# GPT-Engineer Documentation GPT-Engineer is a project that uses GPT-4 to automate the process of software engineering. It includes several Python scripts that interact with the GPT-4 model to generate code, clarify requirements, generate specifications, and more.
## Core Components ### 1. AI Class (`gpt_engineer/ai.py`) The AI class is the main interface to the GPT-4 model. It provides methods to start a conversation with the model, continue an existing conversation, and format system and user messages.
### 2. Chat to Files (`gpt_engineer/chat_to_files.py`) This module contains two main functions: `parse_chat(chat)`: This function takes a chat conversation and extracts all the code blocks and preceding filenames. It returns a list of tuples, where each tuple contains a filename and the corresponding code block. `to_files_and_memory(chat, dbs)`: This function takes the chat and the DBs as arguments. DBs contains the workspace and memory path. The function first saves the entire chat as a text file in the memory path. Then it calls the to_files function to write each file to the workspace. `to_files(chat, db)`: This function takes the chat and workspace DB as arguments. It calls the parse_chat function to parse the chat and get the files. Each file is then saved to the workspace.
### 3. DB Class (`gpt_engineer/db.py`) The DB class represents a simple database that stores its data as files in a directory. It provides methods to check if a key (filename) exists in the database, get the value (file content) associated with a key, and set the value associated with a key. The DBs class is a dataclass that contains instances of the DB class for different types of data (memory, logs, input, workspace, and preprompts).
### 4. Main Script (`gpt_engineer/main.py`) The main script uses the `Typer` library to create a command-line interface. It sets up the AI model and the databases, and then runs a series of steps based on the provided configuration.
### 5. Steps (`gpt_engineer/steps.py`) This module defines a series of steps that can be run in the main script.

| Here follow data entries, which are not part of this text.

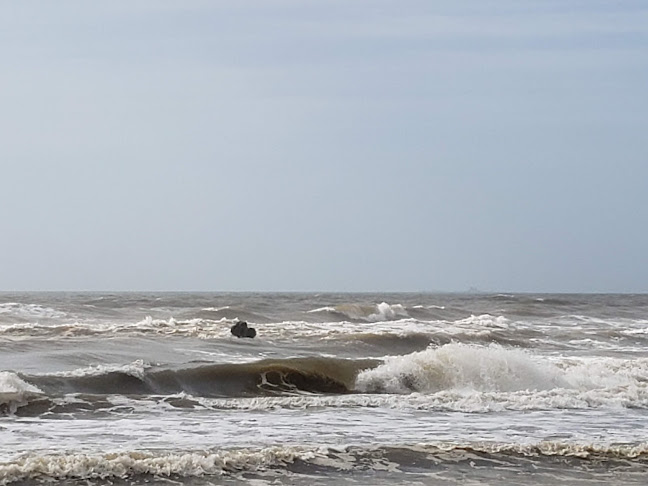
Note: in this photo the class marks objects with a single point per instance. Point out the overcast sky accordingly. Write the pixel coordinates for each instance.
(324, 145)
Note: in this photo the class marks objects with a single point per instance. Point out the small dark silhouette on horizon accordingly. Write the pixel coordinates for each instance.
(240, 329)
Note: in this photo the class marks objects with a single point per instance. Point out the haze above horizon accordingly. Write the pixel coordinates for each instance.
(324, 146)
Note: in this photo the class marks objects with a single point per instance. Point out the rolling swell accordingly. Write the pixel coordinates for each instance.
(261, 378)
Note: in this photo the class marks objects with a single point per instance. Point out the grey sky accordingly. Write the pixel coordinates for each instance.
(324, 145)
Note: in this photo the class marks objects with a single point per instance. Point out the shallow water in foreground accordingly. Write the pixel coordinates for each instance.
(336, 388)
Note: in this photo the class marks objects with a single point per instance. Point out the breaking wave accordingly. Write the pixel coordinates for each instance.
(454, 377)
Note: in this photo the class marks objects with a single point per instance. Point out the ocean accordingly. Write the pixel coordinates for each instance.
(376, 389)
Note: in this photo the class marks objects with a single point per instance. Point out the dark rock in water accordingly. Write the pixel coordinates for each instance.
(240, 329)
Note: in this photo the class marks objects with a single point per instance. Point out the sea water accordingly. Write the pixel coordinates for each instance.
(139, 388)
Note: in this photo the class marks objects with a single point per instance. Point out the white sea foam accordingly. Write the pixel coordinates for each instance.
(386, 312)
(125, 464)
(472, 378)
(14, 391)
(459, 366)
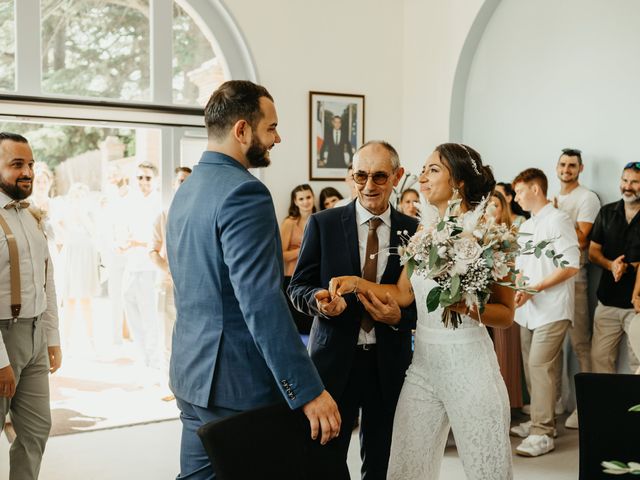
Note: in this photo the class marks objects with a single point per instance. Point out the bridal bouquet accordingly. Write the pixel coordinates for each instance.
(465, 253)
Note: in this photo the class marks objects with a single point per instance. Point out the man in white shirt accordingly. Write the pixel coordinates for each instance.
(140, 274)
(29, 337)
(545, 316)
(158, 255)
(582, 206)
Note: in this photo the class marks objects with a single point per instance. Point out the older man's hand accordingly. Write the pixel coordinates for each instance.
(385, 312)
(328, 306)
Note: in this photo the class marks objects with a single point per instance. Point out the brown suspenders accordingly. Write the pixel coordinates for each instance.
(14, 267)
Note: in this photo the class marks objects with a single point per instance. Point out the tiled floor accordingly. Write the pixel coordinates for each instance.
(150, 452)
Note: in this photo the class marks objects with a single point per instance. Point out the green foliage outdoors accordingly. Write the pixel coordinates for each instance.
(53, 144)
(7, 45)
(100, 48)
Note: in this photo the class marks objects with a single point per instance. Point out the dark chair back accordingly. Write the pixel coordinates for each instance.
(608, 431)
(272, 442)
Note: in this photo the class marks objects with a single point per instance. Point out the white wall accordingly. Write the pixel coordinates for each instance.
(552, 74)
(334, 46)
(435, 32)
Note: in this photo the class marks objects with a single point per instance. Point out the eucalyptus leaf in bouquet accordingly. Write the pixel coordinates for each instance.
(466, 253)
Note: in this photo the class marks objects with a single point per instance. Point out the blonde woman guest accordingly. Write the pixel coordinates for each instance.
(506, 341)
(409, 201)
(518, 215)
(300, 209)
(78, 261)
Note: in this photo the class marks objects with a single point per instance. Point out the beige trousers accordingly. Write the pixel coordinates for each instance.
(30, 412)
(541, 348)
(634, 336)
(580, 331)
(609, 325)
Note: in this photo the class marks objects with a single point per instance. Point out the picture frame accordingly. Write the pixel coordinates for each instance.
(336, 131)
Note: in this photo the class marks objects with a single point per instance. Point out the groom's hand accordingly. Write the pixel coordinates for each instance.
(385, 312)
(328, 306)
(324, 417)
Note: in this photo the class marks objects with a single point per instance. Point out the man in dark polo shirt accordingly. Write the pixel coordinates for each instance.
(615, 246)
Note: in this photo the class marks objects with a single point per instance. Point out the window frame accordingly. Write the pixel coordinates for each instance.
(228, 43)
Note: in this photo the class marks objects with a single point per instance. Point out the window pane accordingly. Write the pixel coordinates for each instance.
(96, 48)
(196, 69)
(7, 45)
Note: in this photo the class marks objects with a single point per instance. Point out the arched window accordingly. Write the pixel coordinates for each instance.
(118, 51)
(99, 87)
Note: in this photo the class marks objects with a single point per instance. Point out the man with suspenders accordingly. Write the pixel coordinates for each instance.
(29, 337)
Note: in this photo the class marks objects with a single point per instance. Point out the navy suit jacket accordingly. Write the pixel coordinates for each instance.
(329, 249)
(234, 342)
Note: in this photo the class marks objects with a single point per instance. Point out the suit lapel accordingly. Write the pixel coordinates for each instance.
(350, 230)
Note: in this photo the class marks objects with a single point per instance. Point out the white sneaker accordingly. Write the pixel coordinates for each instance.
(558, 410)
(572, 420)
(521, 430)
(524, 430)
(535, 445)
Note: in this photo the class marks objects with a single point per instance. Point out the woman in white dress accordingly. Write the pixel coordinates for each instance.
(454, 378)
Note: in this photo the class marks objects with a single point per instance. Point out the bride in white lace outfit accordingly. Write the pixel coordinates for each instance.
(454, 379)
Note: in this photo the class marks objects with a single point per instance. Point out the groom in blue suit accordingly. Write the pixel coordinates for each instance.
(362, 349)
(235, 346)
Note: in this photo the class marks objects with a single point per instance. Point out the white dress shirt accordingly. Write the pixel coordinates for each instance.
(384, 236)
(33, 254)
(555, 303)
(141, 213)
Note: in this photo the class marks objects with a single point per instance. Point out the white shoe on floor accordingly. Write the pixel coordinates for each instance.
(559, 408)
(524, 430)
(535, 445)
(572, 420)
(521, 430)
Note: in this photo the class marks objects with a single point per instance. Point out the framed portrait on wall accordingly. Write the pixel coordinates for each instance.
(336, 130)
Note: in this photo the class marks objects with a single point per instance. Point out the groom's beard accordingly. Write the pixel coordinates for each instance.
(18, 190)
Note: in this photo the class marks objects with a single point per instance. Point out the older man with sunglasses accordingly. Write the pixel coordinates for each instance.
(360, 346)
(615, 246)
(138, 287)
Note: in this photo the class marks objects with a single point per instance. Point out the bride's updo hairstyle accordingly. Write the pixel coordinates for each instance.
(465, 166)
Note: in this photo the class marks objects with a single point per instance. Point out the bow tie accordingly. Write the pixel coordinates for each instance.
(17, 204)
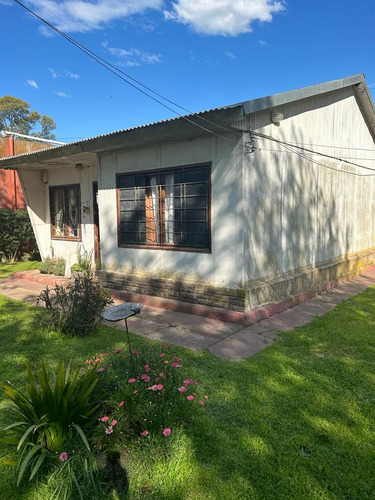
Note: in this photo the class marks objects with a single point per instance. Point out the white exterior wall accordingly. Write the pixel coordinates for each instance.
(300, 214)
(37, 199)
(221, 267)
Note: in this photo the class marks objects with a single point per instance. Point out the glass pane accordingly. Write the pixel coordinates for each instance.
(59, 208)
(73, 212)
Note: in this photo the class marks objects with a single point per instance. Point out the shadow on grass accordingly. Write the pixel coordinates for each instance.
(295, 421)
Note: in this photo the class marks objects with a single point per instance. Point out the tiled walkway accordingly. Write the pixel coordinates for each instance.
(226, 340)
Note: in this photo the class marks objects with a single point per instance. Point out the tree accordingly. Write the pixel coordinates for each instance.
(16, 116)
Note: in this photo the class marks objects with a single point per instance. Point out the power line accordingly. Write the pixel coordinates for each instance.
(284, 143)
(126, 78)
(137, 84)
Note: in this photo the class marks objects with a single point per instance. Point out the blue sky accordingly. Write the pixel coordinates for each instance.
(200, 54)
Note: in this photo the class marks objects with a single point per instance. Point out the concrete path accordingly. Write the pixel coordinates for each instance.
(225, 340)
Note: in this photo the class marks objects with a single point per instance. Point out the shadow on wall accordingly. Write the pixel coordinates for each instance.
(304, 211)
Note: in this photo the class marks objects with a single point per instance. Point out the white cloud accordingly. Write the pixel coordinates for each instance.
(69, 74)
(61, 94)
(223, 17)
(134, 57)
(66, 74)
(53, 72)
(82, 16)
(32, 83)
(230, 55)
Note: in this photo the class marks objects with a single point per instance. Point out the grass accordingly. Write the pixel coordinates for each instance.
(296, 421)
(8, 268)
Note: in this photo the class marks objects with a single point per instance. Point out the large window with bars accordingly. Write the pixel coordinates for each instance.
(65, 211)
(169, 208)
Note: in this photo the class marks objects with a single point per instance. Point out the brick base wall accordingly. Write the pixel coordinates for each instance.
(232, 299)
(289, 288)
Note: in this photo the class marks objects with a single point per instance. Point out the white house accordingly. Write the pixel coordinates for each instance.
(265, 201)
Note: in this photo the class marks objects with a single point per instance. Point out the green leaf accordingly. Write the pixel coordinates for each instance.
(26, 461)
(12, 463)
(82, 434)
(32, 428)
(37, 465)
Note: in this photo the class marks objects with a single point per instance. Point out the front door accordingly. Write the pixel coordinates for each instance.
(96, 224)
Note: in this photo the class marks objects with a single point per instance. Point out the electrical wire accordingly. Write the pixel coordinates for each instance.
(137, 84)
(126, 78)
(284, 143)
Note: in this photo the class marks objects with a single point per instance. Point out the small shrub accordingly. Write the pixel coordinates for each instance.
(16, 234)
(59, 267)
(156, 399)
(76, 309)
(44, 419)
(84, 262)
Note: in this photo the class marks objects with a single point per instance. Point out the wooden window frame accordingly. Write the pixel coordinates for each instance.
(160, 174)
(52, 193)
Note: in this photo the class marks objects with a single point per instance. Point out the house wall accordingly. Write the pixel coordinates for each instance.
(308, 221)
(223, 266)
(37, 198)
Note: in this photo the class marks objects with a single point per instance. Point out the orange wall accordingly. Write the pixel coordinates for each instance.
(11, 195)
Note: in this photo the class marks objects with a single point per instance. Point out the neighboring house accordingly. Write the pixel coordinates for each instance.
(223, 207)
(11, 195)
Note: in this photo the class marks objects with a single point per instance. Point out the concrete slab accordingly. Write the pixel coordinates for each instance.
(232, 341)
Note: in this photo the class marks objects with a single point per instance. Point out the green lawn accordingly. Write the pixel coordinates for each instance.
(7, 269)
(296, 421)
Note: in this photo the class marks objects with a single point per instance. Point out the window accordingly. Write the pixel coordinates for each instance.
(65, 211)
(167, 208)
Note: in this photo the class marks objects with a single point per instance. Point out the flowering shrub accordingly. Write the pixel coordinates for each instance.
(150, 402)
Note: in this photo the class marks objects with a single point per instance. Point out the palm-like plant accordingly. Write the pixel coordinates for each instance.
(45, 417)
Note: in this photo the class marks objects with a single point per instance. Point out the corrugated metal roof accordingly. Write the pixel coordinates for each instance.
(102, 142)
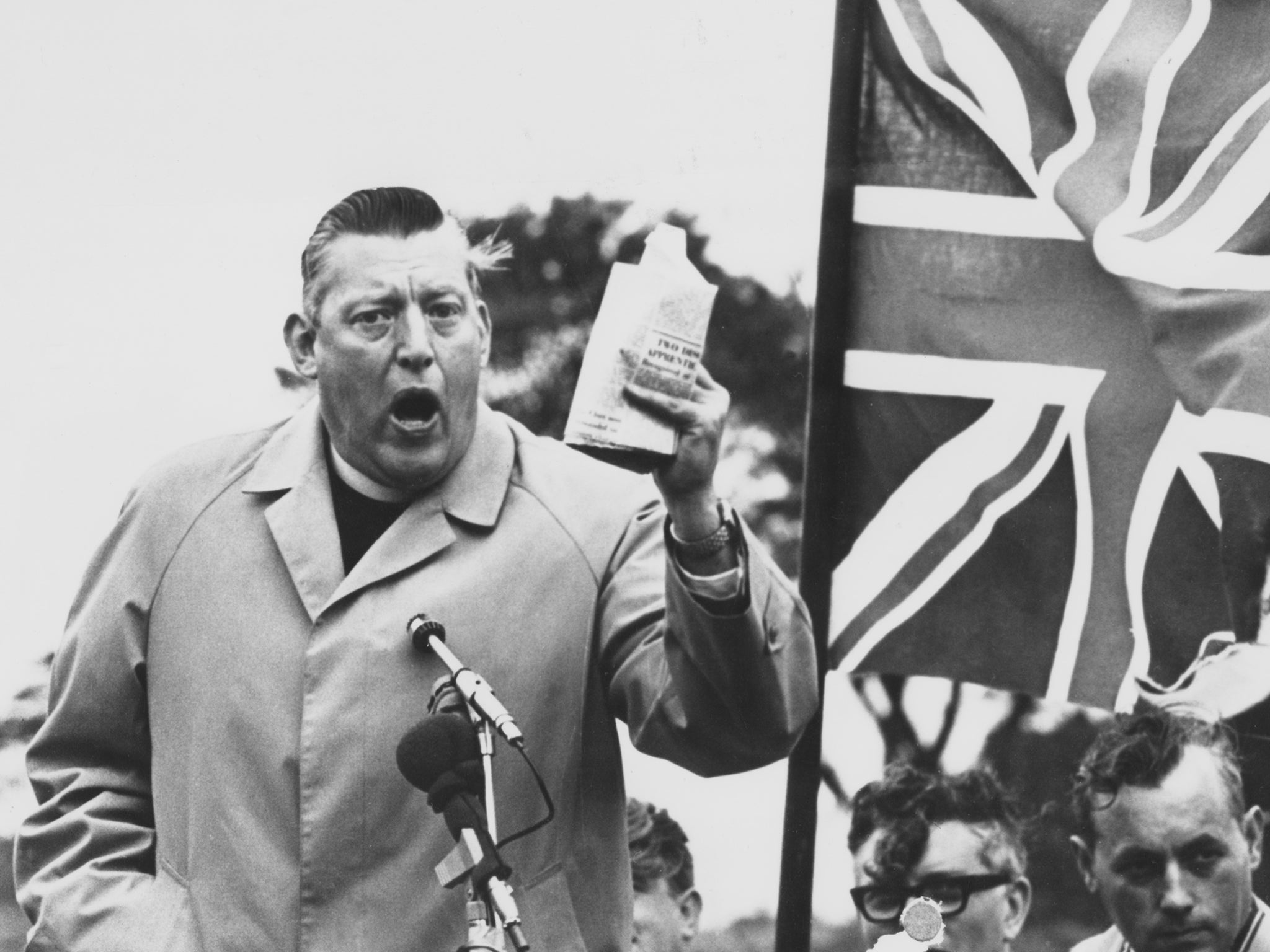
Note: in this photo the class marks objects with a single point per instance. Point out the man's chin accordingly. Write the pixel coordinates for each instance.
(1198, 940)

Each step is a function that takes an instance of the AI class and an instance of the DBs class, and returns a list of messages.
The steps include: `simple_gen(ai, dbs)`: Run the AI on the main prompt and save the results.
`clarify(ai, dbs)`: Ask the user if they want to clarify anything and save the results to the workspace.
`gen_spec(ai, dbs)`: Generate a spec from the main prompt + clarifications and save the results to the workspace.
`respec(ai, dbs)`: Ask the AI to reiterate the specification and save the results to the workspace.
`gen_unit_tests(ai, dbs)`: Generate unit tests based on the specification.
`gen_clarified_code(ai, dbs)`: Generate code based on the main prompt and clarifications.
`gen_code(ai, dbs)`: Generate code based on the specification and unit tests.
`execute_entrypoint(ai, dbs)`: Execute the entrypoint script in the workspace.
`gen_entrypoint(ai, dbs)`: Generate an entrypoint script based on the code in the workspace.
`use_feedback(ai, dbs)`: Ask the AI to generate code based on feedback.
`fix_code(ai, dbs)`: Ask the AI to fix any errors in the code.
The steps are grouped into different configurations (default, benchmark, simple, tdd, tdd+, clarify, respec, execute_only, use_feedback), which can be selected when running the main script.